Sep 26 23:33:25 ipfire dhcpcd[1840]: red0: leased 83.148.237.234 for 7200 seconds
Sep 27 00:16:27 ipfire kernel: dnsmasq[10290]: segfault at 0 ip 0805c2a5 sp 59aa2ca0 error 4 in dnsmasq[8048000+2f000]
Sep 27 00:16:27 ipfire kernel: grsec: From 192.168.2.2: Segmentation fault occurred at    (nil) in /usr/sbin/dnsmasq[dnsmasq:10290] uid/euid:99/99 gid/egid:40/40, parent /sbin/init[init:1] uid/euid:0/0 gid/egid:0/0
Sep 27 00:16:27 ipfire kernel: grsec: From 192.168.2.2: bruteforce prevention initiated due to crash of /usr/sbin/dnsmasq against uid 99, banning suid/sgid execs for 15 minutes.  Please investigate the crash report for /usr/sbin/dnsmasq[dnsmasq:10290] uid/euid:99/99 gid/egid:40/40, parent /sbin/init[init:1] uid/euid:0/0 gid/egid:0/0
Sep 27 00:33:25 ipfire dhcpcd[1840]: red0: leased 83.148.237.234 for 7200 seconds


I'll update to the new binary now.
Comment 12 Michael Tremer 2015-01-02 12:25:30 UTC
Created attachment 243 [details]
dnsmasq 2.72 with patches

Please test the attached updated version of dnsmasq. It includes some patches from Simon Kelley which *might* fix the crashes with DNSSEC.
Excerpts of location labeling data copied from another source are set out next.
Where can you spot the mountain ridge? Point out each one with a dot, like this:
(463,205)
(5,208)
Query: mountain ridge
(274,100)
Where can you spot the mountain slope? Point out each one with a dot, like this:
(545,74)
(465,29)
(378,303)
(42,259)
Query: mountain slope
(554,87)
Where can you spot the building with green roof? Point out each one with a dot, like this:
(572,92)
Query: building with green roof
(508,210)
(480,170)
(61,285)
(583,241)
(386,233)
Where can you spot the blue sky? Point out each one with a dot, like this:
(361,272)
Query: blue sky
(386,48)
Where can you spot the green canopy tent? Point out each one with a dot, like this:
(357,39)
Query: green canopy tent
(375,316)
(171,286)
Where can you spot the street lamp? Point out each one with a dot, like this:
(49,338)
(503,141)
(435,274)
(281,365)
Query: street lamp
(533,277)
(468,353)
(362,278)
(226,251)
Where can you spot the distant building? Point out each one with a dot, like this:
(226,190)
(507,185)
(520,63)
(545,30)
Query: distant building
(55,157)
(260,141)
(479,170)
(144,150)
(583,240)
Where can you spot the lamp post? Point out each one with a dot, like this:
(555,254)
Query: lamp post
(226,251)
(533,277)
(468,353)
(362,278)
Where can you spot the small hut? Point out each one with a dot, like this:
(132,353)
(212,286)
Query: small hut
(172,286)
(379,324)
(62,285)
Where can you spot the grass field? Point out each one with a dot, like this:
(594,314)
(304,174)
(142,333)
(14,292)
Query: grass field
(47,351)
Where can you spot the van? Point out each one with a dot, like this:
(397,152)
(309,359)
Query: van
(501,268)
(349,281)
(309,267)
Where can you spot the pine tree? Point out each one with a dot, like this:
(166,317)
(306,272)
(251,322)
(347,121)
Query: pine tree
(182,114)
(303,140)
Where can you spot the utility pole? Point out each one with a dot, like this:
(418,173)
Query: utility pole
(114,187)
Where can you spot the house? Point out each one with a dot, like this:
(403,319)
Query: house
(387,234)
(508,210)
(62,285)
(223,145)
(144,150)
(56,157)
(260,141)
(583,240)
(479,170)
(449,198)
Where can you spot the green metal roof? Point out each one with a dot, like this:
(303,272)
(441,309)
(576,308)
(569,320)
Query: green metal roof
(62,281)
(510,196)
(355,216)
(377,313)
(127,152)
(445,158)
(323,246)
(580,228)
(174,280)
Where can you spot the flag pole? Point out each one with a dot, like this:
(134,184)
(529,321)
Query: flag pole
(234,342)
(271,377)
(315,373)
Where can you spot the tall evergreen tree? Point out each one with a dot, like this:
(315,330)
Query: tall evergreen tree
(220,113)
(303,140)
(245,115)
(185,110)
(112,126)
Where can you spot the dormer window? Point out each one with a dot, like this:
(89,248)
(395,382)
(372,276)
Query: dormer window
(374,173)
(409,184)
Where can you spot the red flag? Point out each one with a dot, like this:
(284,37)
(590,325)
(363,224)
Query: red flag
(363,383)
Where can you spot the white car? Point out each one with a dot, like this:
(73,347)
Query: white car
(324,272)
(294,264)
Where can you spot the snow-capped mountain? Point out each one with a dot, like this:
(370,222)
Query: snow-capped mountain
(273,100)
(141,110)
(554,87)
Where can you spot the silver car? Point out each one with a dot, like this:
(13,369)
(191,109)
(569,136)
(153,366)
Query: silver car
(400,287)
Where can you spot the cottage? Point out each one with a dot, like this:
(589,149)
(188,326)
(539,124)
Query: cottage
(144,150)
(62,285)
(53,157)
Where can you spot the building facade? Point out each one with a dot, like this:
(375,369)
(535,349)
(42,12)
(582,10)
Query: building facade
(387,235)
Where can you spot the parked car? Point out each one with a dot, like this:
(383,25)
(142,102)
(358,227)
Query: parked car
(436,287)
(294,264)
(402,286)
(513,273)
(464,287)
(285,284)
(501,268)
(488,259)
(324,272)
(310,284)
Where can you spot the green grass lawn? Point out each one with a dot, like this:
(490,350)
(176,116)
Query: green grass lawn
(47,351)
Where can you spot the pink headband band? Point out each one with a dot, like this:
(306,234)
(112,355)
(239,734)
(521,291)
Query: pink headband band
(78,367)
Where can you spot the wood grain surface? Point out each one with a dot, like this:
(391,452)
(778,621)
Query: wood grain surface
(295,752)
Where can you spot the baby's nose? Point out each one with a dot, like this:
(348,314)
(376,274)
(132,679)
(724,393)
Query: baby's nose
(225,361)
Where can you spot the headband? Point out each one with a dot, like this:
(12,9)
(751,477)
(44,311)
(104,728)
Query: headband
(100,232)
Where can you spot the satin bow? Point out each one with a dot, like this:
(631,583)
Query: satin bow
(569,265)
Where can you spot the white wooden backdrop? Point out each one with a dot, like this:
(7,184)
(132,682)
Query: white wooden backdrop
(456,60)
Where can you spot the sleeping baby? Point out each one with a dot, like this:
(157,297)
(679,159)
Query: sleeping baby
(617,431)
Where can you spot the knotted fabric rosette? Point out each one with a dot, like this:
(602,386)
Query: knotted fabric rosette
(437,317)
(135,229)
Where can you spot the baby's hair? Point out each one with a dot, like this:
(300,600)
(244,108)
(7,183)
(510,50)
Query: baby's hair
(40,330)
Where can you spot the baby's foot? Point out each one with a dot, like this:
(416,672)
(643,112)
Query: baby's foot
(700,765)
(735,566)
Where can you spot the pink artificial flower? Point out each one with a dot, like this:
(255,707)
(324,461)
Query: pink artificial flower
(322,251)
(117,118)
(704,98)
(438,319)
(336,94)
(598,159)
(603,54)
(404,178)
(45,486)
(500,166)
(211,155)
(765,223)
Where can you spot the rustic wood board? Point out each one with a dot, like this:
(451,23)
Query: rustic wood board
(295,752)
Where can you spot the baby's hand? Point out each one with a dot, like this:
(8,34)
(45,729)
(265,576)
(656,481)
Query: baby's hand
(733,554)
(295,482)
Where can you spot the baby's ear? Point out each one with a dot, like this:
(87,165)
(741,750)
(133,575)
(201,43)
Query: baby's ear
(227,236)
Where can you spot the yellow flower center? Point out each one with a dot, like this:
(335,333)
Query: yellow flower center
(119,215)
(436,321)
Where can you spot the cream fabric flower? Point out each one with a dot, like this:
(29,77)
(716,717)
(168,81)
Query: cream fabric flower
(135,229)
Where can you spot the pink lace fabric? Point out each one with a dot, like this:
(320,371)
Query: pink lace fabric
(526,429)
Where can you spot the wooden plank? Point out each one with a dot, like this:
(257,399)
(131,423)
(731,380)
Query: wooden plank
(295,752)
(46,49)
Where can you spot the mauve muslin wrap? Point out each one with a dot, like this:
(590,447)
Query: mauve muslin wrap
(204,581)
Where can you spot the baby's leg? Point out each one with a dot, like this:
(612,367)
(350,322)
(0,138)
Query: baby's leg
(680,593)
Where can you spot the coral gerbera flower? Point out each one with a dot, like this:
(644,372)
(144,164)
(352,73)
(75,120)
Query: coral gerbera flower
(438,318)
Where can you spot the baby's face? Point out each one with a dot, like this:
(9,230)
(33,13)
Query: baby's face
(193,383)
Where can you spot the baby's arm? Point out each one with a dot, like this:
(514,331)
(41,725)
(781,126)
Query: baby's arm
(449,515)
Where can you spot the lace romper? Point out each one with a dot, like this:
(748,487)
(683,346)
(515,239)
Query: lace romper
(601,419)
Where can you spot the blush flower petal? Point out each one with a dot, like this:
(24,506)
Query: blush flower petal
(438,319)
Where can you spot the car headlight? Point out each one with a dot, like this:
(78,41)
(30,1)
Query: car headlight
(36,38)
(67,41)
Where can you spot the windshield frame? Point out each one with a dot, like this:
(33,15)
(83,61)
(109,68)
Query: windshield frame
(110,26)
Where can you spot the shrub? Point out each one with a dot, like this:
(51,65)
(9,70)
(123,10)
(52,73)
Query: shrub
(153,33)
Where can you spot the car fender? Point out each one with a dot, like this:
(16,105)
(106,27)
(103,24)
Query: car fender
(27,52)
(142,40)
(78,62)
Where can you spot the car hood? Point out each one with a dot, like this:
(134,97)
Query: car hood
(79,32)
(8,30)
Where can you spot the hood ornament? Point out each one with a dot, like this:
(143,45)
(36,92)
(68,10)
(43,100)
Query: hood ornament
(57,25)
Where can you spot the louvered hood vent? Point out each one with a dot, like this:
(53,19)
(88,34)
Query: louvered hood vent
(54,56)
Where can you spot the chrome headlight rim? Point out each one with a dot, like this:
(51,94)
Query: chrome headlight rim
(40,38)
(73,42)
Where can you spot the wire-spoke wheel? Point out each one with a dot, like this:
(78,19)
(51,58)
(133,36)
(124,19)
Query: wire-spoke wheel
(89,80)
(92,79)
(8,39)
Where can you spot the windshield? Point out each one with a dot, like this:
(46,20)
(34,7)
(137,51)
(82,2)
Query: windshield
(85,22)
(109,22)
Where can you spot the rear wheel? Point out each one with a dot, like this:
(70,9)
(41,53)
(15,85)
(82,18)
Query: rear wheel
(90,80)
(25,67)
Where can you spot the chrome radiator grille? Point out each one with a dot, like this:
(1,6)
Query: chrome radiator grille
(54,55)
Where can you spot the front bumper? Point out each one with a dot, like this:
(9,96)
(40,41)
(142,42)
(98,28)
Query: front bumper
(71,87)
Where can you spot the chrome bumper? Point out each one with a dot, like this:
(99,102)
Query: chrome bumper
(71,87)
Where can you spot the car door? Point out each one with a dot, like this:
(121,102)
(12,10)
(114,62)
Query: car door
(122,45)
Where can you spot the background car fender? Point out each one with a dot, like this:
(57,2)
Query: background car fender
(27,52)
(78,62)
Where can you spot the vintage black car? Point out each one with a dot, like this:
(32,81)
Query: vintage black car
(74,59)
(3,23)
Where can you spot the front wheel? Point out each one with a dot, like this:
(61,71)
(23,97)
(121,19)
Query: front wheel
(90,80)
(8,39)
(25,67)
http://git.ipfire.org/?p=ipfire-2.x.git;a=commitdiff;
h=b56472d49b2e50d6c8f84023b80c3ee43114bfe1
Comment 13 Michael Tremer 2015-02-02 00:32:10 UTC
Created attachment 254 [details]
dnsmasq 2.73 test version

This is an updated version taken from the git snapshot as of today.
Comment 14 Fred Kienker 2015-02-04 16:01:37 UTC
I have put the updated program into production on three systems. So far there have been no issues with the new program. I will report back after a few days as to whether there are any. The big problem will be the issue was isolated and not frequent.
Comment 15 Zandhi 2015-03-02 11:53:01 UTC
Hello,
I had problems with this, resulting in having to boot my IPFire every 2 days or my memory would be filled up and exessive swapping made Inet unreachable.
The top command showed the main culprit for memory to be dnsmasq so my search landed here.
I tested the script "/etc/init.d/dnsmasq restart" a few times and found the triggered restart to consitently solve my memory consumption issue so I went ahead and installed the "dnsmasq 2.73 test version" provided here and have no issues since then (2,5 weeks ago).

Happy that this problem seems solved ith that, thanks for the documentation guys :)

I will now install core update 87 and watch closely how memory behaves and replace with the dnsmasq 2.73 test version again if needed.

thnx n take care
Comment 16 Michael Tremer 2015-04-29 20:34:14 UTC
Alright. This seems to be solved with the update of dnsmasq that was shipped with Core Update 89.